Now that the Brexit is set in stone, other factors also come into play, which at first sight appear to positively influence the chances of the NCC. A lot has already been written about the chances of Amsterdam being an attractive place of business for companies who want to swap London for a location within the EU. If this indeed would lead to Amsterdam gaining a prominent position in international business markets, then that would have a beneficial effect on the choice for the NCC. The dominant position that London still has in this regard is due largely to the fact that the city is home to many international business markets and that a large part of the international contracts are concluded there. The choice of jurisdiction for the commercial court is then obvious. If Amsterdam has an internationally oriented court, where litigation can occur in English, the choice of that forum is equally obvious. In addition, with the choice of the NCC it is ensured that the verdict can be enforced in all EU Member States. It is still uncertain what the impact of the Brexit will be in this respect for the judgments of the commercial court. It seems likely that an arrangement will be made with the UK as is currently in place for the non-EU countries such as Norway, Iceland and Switzerland, which allows for the enforcement in EU member states is largely insured, but even then it is not implausible that companies from EU Member States will give priority to a court of an EU Member State.

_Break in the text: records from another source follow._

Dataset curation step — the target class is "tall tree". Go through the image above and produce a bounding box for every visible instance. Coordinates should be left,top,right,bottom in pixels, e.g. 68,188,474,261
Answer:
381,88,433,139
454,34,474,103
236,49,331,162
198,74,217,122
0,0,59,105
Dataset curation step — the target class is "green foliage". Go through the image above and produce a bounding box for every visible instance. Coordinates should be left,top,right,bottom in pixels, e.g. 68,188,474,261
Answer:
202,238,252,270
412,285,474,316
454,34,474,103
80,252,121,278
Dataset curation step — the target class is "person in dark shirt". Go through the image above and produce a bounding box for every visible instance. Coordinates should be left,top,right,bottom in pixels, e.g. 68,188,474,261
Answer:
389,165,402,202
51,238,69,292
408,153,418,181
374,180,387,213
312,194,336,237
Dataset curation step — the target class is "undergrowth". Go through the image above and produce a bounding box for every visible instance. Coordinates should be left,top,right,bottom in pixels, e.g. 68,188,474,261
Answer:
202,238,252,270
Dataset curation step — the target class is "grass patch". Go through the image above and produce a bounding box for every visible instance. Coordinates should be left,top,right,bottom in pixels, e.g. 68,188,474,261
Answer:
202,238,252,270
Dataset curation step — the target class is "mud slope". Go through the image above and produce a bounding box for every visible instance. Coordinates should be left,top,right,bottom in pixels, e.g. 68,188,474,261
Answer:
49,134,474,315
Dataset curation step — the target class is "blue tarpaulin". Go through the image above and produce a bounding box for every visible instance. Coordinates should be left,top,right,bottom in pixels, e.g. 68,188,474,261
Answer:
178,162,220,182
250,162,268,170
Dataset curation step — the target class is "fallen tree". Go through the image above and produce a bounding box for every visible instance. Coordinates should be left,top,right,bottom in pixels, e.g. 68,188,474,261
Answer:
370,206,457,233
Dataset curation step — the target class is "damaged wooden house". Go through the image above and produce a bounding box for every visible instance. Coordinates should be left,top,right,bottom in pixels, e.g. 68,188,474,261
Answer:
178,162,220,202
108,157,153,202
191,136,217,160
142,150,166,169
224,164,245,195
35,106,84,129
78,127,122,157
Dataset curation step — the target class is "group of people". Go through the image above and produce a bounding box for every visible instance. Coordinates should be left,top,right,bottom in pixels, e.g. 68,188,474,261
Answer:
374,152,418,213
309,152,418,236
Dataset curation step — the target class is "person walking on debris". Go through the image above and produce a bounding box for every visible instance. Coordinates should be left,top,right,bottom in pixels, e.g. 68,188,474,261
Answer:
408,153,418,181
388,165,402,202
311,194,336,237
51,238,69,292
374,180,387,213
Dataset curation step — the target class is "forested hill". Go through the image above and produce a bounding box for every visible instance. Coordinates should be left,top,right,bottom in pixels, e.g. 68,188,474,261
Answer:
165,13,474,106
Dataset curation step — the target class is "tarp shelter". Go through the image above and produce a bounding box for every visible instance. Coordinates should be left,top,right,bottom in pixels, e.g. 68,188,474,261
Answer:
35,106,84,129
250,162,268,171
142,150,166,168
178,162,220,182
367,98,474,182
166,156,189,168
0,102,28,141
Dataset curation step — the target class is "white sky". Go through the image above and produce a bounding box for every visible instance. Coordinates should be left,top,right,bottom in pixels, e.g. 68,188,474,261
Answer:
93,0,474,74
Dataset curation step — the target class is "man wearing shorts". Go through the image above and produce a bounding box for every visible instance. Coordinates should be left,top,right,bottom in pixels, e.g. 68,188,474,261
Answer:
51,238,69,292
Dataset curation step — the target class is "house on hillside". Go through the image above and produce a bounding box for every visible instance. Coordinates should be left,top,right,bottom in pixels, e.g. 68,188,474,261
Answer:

Be that as it may, the timing of a NCC could hardly have been better. The Brexit will also lead to shifts in the legal field and that offers better opportunities to break trends, such as the almost automatic choice for London in international contracts. An indication that there are good prospects for the NCC also comes from London itself, where an eye is being kept on the competition. In a study from 2015 commissioned by the British Ministry of Justice into the factors that determine the choice of the London court by parties, can be read:
‘The most seriously competing European jurisdictions were said to be Germany and the Netherlands, and it was noted that both have improved their marketing. (..) The Dutch courts were perceived by respondents as efficient in hearing complex high value claims and as providing for convenient collective settlement mechanisms.’
And that was before the outcome of the Brexit referendum and the establishment of a Netherlands Commercial Court.